Thursday, March 25, 2010

Stephen and SIDES, two months in

Spring break is over and we are back at school. Last Friday was the end of our first reporting period with SIDES. We are awaiting the results from his teacher of the first set of material submitted.

Stephen is still very happy with his decision to work through SIDES. He tells everyone that asks that he really likes how it is going.

Stephen is 10 and would be in grade 4, but he is about 1/3 of the way through the grade 5 curriculum. He is motoring his way through the material fast enough that I think he should be allowed to slow down.

I am not talking about him not being some manner of structured learning, but doing more creative things with more of his time because he is getting far enough ahead. Since he is working at his own pace, what takes place in the school over a week or two he does in a day or two.

With the speed he is going through the material, and the flexibility of how he can meet the requirements, we are getting more relaxed in what Stephen does during the day. We are allowing him to do more creative things for longer periods

Stephen has had a chance to do some interesting things.
  • We did an experiment on heat transference so that he could understand why water heats and cools faster than air.
  • We pulled open the truck hood and looked at how an engine works after having viewed some videos about how a 4 stroke engine functions.
  • He is learning to play the ocarina - his idea
  • He is recording stories on the computer with special effects
  • He is learning how to podcast
  • He is writing a SciFi story
  • He is using his Warhammer as his art project and will be building scenery shortly

Not only is he doing all these interesting things, I am at hand when he is doing them. It is interesting to be so closely connected to what his learning and how he is learning it.

The most active teaching I do is with chess. He is rapidly learning how to play chess very well and loves chess problems. In the process of working with Stephen on chess, I am finally properly learning chess.

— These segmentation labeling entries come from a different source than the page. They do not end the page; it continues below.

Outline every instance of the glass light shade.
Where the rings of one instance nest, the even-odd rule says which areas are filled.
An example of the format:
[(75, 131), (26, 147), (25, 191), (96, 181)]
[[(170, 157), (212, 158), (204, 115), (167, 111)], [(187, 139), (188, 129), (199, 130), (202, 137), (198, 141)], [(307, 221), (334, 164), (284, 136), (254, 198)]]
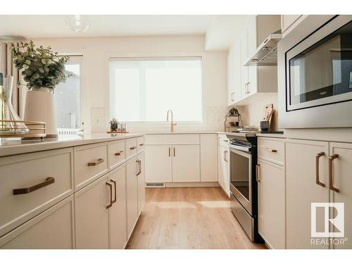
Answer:
[(65, 21), (68, 27), (75, 32), (84, 32), (89, 27), (89, 21), (85, 15), (65, 15)]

It is in teaching him formal openings, tactics, strategies, end game and more that I am dramatically improving my own game.

In most things Stephen is self directed and comes to us for direction to get started or to explain some part of what he is working on.

I have been looking for some online resources and I have found some good ones, though I would like to find some more, if you know of any, please let me know. If it were not for the online resources for everything, it would be very hard for us to work with Stephen. I am not sure how people managed it in the past.

There are down sides:
  • He is in the house and does need some supervision, this impacts our ability to work
  • Stephen sometimes does the absolute minimum and asks "Am I done?" - I can not watch him all the time and have made it clear that if he bullshits us the whole process will not work.
  • He can get frustrated and adopt a whiny defeated tone at times, when he sounds like that it pushes all my buttons.

So far, so good. I am happy with how it is going. More and more people are choosing different choices from the child's education, I wrote about this recently for 24 Hours in Vancouver.